Limit cache size on conditional scenarios

Hello,

I’m trying to set up a scenario that detects unwanted crawlers on a B2C shop site. Characteristics are:

  • Crawlers visit multiple country shops, identified by locale/currency in the request URI
  • Crawlers usually do not request static content like CSS and JS resources
  • Crawlers identify with a multitude of different user agent strings

I have built a scenario of type “conditional” that evaluates the corresponding event properties and fires if the number of country sites visited is above a threshold and we have multiple user agents and no static content.

So far, so good… but since this is a B2C site, we have thousands of client IPs active at the same time, and in order to evaluate the above conditions, I need quite a lot of events in my buckets. This leads to being quite resource consuming.

Now, there is a property cache_size that allows to limit the number of events kept in memory for a bucket. The question I’m facing is: when I access queue.Queue in my condition and evaluate some properties of the queue elements, will the queue then only contain cache_size elements? In that case, my condition will not work any more.

So… does anyone know how cache_size plays together with queue.Queue in conditional buckets?

Thanks for any insights!

Cheers
Albrecht

Your queue will be limited by the cache_size so whatever the value will be the max N of the queue.

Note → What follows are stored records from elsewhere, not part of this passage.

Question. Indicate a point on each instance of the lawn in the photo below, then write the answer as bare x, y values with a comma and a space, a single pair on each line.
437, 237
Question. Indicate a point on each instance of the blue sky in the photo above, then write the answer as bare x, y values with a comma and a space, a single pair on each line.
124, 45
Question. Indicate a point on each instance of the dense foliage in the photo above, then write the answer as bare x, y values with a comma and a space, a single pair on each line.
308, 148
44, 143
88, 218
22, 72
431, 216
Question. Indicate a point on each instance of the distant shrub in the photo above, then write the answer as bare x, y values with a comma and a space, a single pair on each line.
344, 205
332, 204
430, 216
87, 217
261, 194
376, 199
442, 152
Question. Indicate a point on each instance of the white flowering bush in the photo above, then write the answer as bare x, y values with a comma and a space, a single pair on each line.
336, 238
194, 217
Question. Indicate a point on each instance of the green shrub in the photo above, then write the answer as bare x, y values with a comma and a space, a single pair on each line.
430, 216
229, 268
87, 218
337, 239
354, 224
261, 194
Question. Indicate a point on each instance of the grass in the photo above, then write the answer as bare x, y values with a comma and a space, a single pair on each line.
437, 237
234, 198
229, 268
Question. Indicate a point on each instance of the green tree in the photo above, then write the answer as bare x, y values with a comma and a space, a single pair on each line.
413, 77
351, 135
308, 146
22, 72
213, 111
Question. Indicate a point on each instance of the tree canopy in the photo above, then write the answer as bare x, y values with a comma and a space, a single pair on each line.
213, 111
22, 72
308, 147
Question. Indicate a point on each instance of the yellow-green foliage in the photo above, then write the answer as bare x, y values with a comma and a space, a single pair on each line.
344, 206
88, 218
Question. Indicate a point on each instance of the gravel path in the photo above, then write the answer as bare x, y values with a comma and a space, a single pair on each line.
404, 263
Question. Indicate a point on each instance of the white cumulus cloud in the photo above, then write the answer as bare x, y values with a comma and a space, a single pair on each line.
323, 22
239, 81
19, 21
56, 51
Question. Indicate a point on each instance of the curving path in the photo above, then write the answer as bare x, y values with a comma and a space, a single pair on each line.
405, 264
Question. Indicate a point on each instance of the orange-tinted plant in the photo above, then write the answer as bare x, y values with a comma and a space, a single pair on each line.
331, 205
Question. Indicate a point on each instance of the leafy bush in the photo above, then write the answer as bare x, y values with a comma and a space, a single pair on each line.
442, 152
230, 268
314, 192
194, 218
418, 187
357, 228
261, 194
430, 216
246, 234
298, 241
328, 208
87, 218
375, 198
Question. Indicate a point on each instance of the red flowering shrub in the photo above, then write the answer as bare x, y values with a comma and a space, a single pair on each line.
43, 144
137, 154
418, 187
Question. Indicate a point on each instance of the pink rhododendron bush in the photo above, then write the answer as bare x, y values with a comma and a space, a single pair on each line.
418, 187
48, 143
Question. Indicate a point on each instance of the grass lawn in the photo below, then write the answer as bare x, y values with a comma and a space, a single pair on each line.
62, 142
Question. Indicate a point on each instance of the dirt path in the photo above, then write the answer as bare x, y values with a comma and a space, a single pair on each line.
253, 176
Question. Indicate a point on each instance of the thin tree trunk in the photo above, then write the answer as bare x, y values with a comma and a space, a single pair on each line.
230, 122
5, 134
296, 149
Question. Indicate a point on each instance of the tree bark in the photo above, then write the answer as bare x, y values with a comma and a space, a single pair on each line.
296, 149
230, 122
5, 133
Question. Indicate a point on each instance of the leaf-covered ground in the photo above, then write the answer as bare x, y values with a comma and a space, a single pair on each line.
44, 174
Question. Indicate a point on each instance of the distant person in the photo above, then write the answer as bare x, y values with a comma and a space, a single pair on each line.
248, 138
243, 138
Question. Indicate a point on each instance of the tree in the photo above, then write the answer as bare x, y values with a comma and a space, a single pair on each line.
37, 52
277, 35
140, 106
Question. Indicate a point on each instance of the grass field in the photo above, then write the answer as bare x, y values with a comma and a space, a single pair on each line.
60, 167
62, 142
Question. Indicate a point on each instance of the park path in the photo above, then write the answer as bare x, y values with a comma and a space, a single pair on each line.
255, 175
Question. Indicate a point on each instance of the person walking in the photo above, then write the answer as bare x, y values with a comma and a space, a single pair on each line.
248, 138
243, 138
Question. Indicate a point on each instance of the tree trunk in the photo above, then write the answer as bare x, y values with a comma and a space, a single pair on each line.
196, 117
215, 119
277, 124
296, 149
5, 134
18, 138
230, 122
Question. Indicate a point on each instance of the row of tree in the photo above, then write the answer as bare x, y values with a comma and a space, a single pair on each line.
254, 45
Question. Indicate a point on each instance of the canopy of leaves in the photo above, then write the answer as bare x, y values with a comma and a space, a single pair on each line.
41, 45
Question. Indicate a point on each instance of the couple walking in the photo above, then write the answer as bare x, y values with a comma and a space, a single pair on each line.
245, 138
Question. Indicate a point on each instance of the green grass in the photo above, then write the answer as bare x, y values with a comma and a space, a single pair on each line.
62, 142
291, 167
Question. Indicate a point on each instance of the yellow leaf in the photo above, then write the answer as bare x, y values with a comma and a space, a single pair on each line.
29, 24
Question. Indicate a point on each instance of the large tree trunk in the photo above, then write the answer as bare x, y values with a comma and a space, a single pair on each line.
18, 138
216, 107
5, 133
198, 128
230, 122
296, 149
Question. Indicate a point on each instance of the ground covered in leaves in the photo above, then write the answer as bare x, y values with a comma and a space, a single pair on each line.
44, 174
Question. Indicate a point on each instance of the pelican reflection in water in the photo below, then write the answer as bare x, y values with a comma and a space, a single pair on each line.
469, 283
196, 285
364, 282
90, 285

However, what about a leaky bucket if we could see what data structure we was working with we could use distinct to get the local/currency plus useragent then we can use the cancel_on property to cancel the overflow if they requested a static resource, however, this may not always be cancelled depending on user requests.

note: we can use distinct with cache_size to limit memory as the disctinct is kept when other events are flushed by cache_size meaning we can limit memory and keep track of useragent plus locale

Hi Laurence,
thanks for your reply!

The relevant data is basically all kept in the metadata. We have meta.locale_currency which holds something like /de_DE/EUR and meta.http_user_agent which holds the user agent string. I think we could use the concatenation of locale_currency + http_user_agent as distinct attribute. However, then it’s not possible to express a condition like “more than 10 distinct locale_currency values AND more than 2 user agents” - it’s more like defining a threshold of n, and you can reach that with one locale_currency x n user agents or with n locale_currency x one user agent or everything in between. Not quite what I want to express, but maybe good enough and definitely resource saving.

Another thought was: is it possible to have a special (anti-)enrichment parser that kicks out the unmarshaled map as well as the original log line from the event? I mean, all relevant data is copied to meta anyways and this should reduce the event size very much. Do you know if it is possible?

Regards
Albrecht